Three former members of the Bank of England's rate-setting Monetary Policy Committee (MPC) have suggested interest rates could rise sooner than expected.
Though the base rate has been at a historical low of 0.5% for several years, many experts have forecast there will not be a rise until at least next year, and possibly towards the back end of 2015.
But former members Sir John Gieve, Andrew Sentance and Dame DeAnn Julius all suggested a rise could be made sooner, according to a report in the Financial Times.
Speaking at a briefing hosted by Fathom Economics, Gieve, a former Bank deputy governor, said there was "a good chance" rates would rise this year.
"These are emergency rates of monetary policy," he said. "We should be expecting them to normalise over a period."
Meanwhile, Andrew Sentance suggested rate increases should begin now.
Delaying a rise for too long ran the risk of shocking markets and could leave consumers with the impression rate rises were bad news. "It's not what you do but the way that you do it," he said.
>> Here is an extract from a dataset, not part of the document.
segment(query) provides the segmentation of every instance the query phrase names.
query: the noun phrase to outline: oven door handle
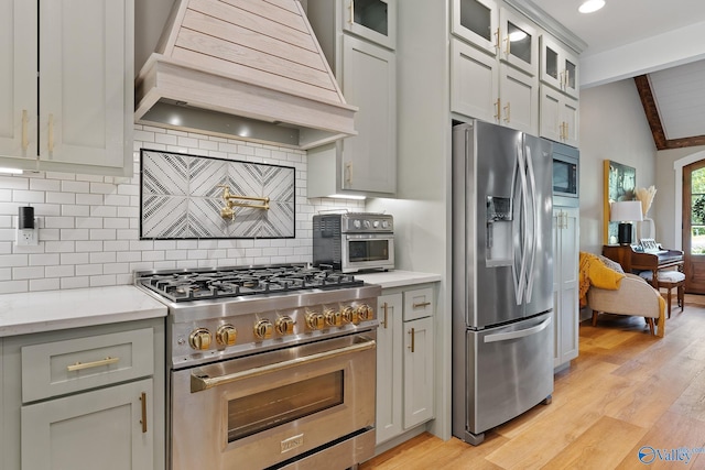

Founder MPC member Dame DeAnne Julius said at the briefing it was "time to subtly begin talking about what a normal interest rate might be", according to the report.
She added that if forecasts of rising inflation were correct, then the first interest rate rise could come as soon as this summer's August inflation report, with a further rise in November to leave rates at 1% at the end of 2014.
New Bank governor Mark Carney (pictured) said in August a rate rise would be unlikely until unemployment fell below 7%. However, the labour market has improved better than expected.
Carney is due to outline the Bank's latest thinking on its forward guidance policy on Wednesday.